HORSLEY: The League is spending a quarter million dollars a week on these ads. And brace yourself for a wave of dinnertime telemarketing calls, brought to you by the House Republicans' campaign committee.
In an effort to reassure nervous House members and shore up support for his health care plan, President Obama hosted more than a dozen members of Congress for back-to-back meetings at the White House yesterday. Spokesman Robert Gibbs says next week the president will take his campaign on the road, with health care events in Philadelphia and St. Louis.
M: The president will describe the benefits of the legislation, why this is important for our country and why it's important for them. And again reiterating what happens if we walk away from reform, what happens if everyone just takes their toys and goes home.
HORSLEY: Mr. Obama's also hoping to mobilize the network of grassroots supporters that helped to elect him - this time in the service of his legislative agenda. Spokeswoman Lynda Tran says Organizing for America volunteers have promised to spend millions of hours this year, working for lawmakers who support the health care proposal.
M: You can bet that you're going to be seeing OFA people on the phones, on the doors, and on the streets in the coming weeks.
HORSLEY: But President Obama and his supporters have already been making their case for almost a year. And while polls show voters support many of the provisions included in the health care bill, they're still uncomfortable with the overall package. Political analyst Charlie Cook of the Cook Political Report is skeptical Democrats can suddenly start winning the messaging war they've been losing so far.
M: Republicans have done a very effective job raising anxieties, raising questions about this, increasing doubt to the point that people just sort of pull back.
HORSLEY: Democrats may have gotten a helping hand in recent weeks from an unlikely source: insurance companies. News that a California insurer tried to raise premiums by up to 39 percent has become a rallying cry at the White House, and a reminder that even those who have insurance are at risk in the current system.

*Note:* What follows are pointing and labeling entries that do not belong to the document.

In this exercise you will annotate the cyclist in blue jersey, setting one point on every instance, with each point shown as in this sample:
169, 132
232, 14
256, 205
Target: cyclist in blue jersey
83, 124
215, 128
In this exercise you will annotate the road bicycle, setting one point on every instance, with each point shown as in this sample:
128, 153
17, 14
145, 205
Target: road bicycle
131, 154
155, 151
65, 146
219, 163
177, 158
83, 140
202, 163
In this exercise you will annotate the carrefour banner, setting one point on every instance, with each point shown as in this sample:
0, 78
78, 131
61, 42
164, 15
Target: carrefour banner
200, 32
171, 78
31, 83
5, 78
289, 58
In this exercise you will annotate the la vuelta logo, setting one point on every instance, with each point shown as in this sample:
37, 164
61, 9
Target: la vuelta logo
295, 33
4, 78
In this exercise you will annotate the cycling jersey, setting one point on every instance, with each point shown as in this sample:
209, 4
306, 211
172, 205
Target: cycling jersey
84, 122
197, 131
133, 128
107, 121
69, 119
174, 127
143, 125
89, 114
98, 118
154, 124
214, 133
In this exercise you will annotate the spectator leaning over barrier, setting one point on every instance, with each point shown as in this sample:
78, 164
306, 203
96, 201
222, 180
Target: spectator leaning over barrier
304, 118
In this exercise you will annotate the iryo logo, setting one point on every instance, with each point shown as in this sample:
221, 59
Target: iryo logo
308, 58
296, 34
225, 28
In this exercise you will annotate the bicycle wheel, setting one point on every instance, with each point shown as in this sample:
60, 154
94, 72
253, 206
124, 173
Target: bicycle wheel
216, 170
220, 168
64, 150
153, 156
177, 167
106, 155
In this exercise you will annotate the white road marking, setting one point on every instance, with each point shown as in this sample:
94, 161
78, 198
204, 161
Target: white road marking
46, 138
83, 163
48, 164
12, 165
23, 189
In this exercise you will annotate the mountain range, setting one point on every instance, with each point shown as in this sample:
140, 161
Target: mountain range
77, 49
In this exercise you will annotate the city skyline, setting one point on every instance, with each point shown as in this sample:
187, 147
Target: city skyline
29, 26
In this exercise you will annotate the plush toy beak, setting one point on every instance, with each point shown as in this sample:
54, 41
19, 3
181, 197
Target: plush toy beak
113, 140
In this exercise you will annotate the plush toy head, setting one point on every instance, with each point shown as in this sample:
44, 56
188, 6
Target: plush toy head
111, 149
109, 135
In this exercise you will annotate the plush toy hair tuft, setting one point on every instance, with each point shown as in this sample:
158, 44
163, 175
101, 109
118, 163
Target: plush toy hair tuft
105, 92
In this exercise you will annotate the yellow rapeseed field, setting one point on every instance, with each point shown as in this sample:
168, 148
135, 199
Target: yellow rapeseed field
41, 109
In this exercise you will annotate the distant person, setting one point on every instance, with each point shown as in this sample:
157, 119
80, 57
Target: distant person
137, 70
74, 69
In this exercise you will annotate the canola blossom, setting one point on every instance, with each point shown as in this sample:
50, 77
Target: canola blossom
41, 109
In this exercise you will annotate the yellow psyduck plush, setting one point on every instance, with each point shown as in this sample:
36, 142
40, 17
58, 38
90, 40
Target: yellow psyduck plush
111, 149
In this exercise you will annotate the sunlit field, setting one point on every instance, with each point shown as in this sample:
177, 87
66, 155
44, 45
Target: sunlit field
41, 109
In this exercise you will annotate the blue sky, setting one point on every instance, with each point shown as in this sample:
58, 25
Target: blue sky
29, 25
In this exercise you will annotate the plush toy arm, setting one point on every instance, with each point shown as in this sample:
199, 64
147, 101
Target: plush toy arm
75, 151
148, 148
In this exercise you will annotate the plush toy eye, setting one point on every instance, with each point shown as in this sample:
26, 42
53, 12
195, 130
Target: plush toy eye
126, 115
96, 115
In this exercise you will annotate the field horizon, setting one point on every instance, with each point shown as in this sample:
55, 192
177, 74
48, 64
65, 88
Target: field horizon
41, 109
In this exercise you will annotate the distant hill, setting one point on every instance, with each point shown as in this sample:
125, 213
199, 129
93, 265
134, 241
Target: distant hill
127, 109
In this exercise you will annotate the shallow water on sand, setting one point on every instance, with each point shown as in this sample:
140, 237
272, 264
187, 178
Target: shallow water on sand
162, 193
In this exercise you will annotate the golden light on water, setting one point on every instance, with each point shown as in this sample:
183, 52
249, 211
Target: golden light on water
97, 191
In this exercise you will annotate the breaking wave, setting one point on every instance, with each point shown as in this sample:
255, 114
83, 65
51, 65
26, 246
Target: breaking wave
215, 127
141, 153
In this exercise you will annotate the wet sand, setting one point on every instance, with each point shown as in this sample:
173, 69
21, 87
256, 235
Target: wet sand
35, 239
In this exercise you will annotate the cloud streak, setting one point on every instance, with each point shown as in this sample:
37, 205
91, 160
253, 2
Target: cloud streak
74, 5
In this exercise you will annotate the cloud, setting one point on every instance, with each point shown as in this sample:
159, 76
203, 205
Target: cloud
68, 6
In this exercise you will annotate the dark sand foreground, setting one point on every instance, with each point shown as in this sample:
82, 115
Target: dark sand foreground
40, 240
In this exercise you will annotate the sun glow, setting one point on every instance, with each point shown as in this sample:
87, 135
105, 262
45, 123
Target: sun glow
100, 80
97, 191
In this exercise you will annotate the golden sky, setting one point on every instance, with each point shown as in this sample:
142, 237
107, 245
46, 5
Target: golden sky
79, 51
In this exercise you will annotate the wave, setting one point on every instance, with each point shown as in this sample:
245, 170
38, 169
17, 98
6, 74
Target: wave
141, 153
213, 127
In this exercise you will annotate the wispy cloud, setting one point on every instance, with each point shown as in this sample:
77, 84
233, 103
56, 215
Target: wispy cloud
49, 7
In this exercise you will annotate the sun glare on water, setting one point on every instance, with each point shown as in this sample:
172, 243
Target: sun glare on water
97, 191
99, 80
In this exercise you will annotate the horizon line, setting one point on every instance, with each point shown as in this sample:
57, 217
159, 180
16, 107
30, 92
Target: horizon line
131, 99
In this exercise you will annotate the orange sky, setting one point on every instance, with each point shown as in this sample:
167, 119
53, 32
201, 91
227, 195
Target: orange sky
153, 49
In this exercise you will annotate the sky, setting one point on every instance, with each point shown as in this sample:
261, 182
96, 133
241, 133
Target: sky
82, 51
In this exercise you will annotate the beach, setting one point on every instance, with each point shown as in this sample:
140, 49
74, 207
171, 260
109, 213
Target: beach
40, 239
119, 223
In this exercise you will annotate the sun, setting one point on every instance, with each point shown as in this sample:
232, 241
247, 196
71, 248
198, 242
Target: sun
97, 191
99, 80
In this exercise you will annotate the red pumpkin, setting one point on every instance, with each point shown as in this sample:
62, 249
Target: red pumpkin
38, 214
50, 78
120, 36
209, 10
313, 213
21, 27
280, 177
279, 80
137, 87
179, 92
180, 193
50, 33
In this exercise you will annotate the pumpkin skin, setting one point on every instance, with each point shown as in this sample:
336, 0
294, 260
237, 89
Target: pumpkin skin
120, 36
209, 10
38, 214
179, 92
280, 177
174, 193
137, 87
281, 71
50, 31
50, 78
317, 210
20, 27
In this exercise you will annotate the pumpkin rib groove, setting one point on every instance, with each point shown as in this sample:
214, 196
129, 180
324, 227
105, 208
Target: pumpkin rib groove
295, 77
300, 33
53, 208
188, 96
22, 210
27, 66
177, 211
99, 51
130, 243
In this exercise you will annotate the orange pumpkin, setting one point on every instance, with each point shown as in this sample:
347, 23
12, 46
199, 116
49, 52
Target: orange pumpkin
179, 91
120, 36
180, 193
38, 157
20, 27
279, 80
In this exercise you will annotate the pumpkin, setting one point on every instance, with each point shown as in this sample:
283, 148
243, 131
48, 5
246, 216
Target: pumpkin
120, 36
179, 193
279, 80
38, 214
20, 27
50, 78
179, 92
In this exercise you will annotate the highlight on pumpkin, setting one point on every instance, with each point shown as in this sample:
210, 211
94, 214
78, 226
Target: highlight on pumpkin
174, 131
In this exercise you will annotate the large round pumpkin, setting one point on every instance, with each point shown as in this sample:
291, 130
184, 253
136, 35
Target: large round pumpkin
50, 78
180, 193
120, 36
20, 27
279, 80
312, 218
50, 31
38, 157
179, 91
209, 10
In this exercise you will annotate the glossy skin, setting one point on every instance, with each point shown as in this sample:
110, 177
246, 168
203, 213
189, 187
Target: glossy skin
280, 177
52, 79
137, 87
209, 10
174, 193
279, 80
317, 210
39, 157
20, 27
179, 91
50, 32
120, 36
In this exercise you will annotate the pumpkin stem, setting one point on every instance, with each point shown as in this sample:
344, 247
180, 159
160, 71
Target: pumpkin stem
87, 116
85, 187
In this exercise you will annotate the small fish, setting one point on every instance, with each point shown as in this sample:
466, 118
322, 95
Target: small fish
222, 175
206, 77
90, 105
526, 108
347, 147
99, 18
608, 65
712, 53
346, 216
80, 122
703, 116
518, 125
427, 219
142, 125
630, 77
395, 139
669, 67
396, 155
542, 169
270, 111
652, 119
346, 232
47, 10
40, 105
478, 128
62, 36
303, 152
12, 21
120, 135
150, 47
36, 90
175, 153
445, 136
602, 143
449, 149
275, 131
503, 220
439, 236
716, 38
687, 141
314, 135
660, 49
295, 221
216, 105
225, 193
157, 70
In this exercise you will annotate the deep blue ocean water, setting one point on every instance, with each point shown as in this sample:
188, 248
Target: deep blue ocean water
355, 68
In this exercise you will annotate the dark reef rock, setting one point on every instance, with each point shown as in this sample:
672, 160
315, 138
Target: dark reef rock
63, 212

Health Secretary Kathleen Sebelius drove that message home yesterday during a White House meeting with insurance executives.
INSKEEP: People across America are really frightened that they're being priced out of the market. They're terrified that they're next.
HORSLEY: White House spokesman Gibbs said that anxiety has helped to crystallize people's concerns about the existing health care system. At a time when many Americans are focused on their pocketbooks, runaway insurance bills underscore the idea that health care is an economic issue.
Scott Horsley, NPR News, the White House.